As described above, according to the present disclosure, it is not necessary to perform phase adjustment multiple times to find the optimal phase adjustment amount. In other words, by flowing current to the external load only once, the phase adjustment amount (optimal setting) can be found, thereby reducing the man-hours required for phase adjustment. Since automatic adjustment is possible, it can also respond to changes in load characteristics over time.
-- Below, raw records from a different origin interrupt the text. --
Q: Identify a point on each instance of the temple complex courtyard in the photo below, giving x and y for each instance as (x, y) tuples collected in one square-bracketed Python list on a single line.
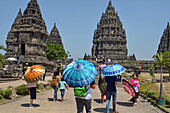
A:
[(44, 103)]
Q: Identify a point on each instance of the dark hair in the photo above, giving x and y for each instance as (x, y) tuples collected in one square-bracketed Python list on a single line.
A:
[(62, 79), (135, 74)]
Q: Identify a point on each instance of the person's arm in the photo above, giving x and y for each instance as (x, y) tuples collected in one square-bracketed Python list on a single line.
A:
[(66, 86), (92, 85), (132, 82)]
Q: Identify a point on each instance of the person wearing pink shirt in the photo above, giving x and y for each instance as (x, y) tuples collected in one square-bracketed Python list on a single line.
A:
[(32, 89), (134, 82)]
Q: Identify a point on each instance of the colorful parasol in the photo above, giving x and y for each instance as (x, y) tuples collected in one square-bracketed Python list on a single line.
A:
[(129, 88), (101, 66), (80, 73), (113, 70), (34, 73)]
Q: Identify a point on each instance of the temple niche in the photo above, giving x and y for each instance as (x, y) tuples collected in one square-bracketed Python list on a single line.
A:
[(55, 36), (28, 36), (165, 40), (109, 38)]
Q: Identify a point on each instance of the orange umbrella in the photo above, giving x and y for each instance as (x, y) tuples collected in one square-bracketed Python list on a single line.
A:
[(34, 73)]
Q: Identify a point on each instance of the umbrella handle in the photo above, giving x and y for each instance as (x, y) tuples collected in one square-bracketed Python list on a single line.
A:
[(32, 69)]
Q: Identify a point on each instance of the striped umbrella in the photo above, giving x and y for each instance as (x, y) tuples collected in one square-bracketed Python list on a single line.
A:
[(80, 73), (113, 70), (34, 73)]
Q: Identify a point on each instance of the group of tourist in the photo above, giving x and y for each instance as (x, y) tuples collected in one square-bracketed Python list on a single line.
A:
[(106, 85)]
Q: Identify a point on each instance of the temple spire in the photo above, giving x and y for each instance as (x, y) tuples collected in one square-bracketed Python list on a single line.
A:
[(110, 8), (19, 13), (168, 25)]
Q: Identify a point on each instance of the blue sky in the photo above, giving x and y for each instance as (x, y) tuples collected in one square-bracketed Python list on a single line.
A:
[(143, 20)]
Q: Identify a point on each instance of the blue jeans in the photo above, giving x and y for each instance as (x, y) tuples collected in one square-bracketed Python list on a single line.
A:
[(114, 95), (62, 92), (55, 91), (81, 103)]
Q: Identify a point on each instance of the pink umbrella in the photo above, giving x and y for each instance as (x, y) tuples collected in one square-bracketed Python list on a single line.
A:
[(101, 66), (129, 88)]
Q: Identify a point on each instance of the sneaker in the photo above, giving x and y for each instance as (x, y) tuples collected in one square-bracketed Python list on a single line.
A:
[(31, 106), (135, 104)]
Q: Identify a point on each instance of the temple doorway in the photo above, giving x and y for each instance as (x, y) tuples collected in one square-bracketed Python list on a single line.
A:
[(22, 49)]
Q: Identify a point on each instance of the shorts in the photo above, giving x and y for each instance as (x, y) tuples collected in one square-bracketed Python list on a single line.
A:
[(32, 92)]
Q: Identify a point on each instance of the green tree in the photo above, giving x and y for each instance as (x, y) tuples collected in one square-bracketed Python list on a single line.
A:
[(161, 59), (55, 52), (1, 56)]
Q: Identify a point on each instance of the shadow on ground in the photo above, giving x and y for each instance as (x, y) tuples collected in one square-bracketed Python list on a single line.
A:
[(102, 110), (50, 99), (98, 100), (127, 104), (27, 105)]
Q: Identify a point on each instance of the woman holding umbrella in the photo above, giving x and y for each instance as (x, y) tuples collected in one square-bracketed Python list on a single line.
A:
[(32, 76), (81, 75), (110, 71)]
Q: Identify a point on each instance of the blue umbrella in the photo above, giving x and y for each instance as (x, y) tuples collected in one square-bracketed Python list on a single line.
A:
[(80, 73), (113, 70)]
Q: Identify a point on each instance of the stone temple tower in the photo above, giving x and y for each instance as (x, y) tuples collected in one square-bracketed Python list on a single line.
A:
[(55, 36), (28, 36), (165, 40), (109, 38)]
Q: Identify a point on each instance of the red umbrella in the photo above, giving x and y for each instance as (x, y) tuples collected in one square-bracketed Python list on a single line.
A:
[(129, 88)]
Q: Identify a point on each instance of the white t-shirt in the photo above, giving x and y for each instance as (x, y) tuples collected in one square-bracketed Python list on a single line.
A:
[(88, 96)]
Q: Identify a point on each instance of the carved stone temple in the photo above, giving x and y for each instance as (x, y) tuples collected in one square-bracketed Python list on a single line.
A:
[(28, 36), (110, 38), (55, 36), (165, 40)]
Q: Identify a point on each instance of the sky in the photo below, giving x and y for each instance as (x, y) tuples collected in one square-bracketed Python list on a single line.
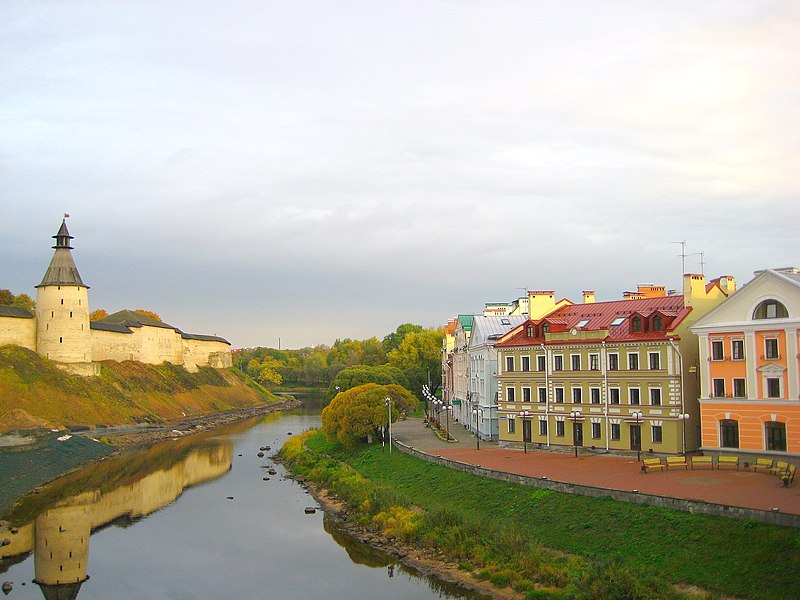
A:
[(296, 172)]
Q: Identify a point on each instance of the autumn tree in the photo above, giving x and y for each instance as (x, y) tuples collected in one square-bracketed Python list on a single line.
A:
[(361, 411)]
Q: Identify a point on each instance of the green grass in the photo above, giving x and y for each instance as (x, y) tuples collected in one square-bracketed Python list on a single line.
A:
[(501, 527)]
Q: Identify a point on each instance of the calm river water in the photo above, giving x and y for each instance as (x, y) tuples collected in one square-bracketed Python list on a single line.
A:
[(195, 518)]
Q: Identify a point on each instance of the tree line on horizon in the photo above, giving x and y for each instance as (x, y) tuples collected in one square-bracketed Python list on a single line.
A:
[(410, 356)]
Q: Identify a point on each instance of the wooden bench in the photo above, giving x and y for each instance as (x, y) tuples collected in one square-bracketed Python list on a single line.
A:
[(780, 466), (703, 461), (728, 461), (763, 463), (652, 463), (676, 461)]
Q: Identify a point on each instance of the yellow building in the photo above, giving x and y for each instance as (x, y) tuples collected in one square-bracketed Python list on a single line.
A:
[(610, 375)]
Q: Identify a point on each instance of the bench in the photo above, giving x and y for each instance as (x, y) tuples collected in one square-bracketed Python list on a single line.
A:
[(763, 463), (728, 461), (781, 466), (703, 461), (676, 461), (652, 463)]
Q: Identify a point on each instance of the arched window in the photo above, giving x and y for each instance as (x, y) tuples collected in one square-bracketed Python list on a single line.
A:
[(770, 309)]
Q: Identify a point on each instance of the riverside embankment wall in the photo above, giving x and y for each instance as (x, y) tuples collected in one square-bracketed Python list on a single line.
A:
[(692, 506)]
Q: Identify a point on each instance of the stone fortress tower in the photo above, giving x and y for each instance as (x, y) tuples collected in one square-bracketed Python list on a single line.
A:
[(62, 307)]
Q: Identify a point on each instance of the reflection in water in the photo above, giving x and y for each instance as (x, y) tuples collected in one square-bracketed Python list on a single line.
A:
[(59, 534)]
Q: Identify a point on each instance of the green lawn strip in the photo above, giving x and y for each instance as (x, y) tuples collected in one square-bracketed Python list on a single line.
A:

Since the phase adjustment amount is calculated from the point where the voltages V22 and V21 across the load are reversed (zero-cross), the phase adjustment amount can be calculated even if the current is flowed to the load in a state where the phase adjustment is insufficient and the voltage amplitude of V22 is large and clips to the power supply or ground.

Although the invention made by the present inventor has been specifically described based on the embodiment, the present invention is not limited to the embodiment described above, and it is needless to say that various modifications can be made without departing from the gist thereof.